Authors: Dan Abnett and others
BBC Books
RRP: £6.99, US $11.99, Cdn $14.99
ISBN: 978 1 84607 561 2
Available 26 December 2008

For a year, while the Master ruled over the Earth, Martha Jones travelled the world, telling people stories about the Doctor. She told them of how the Doctor has saved them before, and how he will save them again. This is that story. It tells of Martha’s travels, from her arrival on Earth as the Toclafane attacked and decimated the population, through to her return to Britain to face the Master. But it’s more than that. This is also a collection of the stories she tells, the stories of adventures she had with the Doctor that we haven’t heard about before, the stories that inspired and saved the world...

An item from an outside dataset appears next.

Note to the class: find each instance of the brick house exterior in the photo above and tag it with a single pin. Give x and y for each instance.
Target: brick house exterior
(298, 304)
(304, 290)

The latest batch of hardback Doctor Who novels is decidedly more experimental in terms of the TARDIS crew members it features. Usually the crew complement is the same throughout all three books, typically representing the characters most recently seen on TV. However, now that the show is off air, barring a few specials, until 2010, BBC Books has evidently decided to mix things up a little. This time one of the books features the Doctor with Donna Noble, while another depicts the Doctor travelling alone, and this one is a flashback to his time with Martha Jones.

The structure of this book is also highly unusual. Set during the year that elapses between The Sound of Drums and Last of the Time Lords, as Martha roams the Earth, spreading word of the Doctor’s good deeds, Dan Abnett’s narrative is interspersed with some of the tales Martha tells: four short stories penned by a variety of writers. This isn’t exactly a short-story anthology, as the linking narrative comprises more than half the book, but it’s not exactly a novel either. As the synopsis says (in its rather rambling way): it’s more than that.

Unfortunately, the short stories aren’t particularly memorable. They get better as the book progresses, but the plots are all uncomfortably familiar. The ultimate revelation of David Roden’s “The Weeping” is similar to that of Matthew James’s entry in Short Trips: How the Doctor Changed My Life, a sad coincidence given that the anthology has only recently been published. Less forgivably, the villains of Steve Lockley and Paul Lewis’s “Breathing Space” have an anti-pollution plan comparable to that of the Sontarans in The Sontaran Stratagem and The Poison Sky. Robert Shearman’s surreal “The Frozen Wastes” retreads territory already explored in Robert Shearman’s surreal Scherzo. Simon Jowett’s “Star-Crossed” combines elements from Star Trek: Voyager (the humanisation and emancipation of the artificial Doctor), The Doctor’s Daughter and a Tom Baker serial that shall remain nameless for fear of spoiling the plot for you.

Abnett’s frame story is easily the most interesting part of the book, though I suppose we need the short stories in order to give the Doctor a prominent role. The Master appears only briefly, though his presence is constantly felt thanks to his loyal servants, who are in dogged pursuit of Martha. Admittedly the tale is undermined by the fact that we know that Martha will survive and that, due to a bizarre time paradox, the year never happened anyway. In spite of this, the author gives a gripping account of the companion’s experiences.

The Story of Martha is a worthy experiment rather than being truly masterly.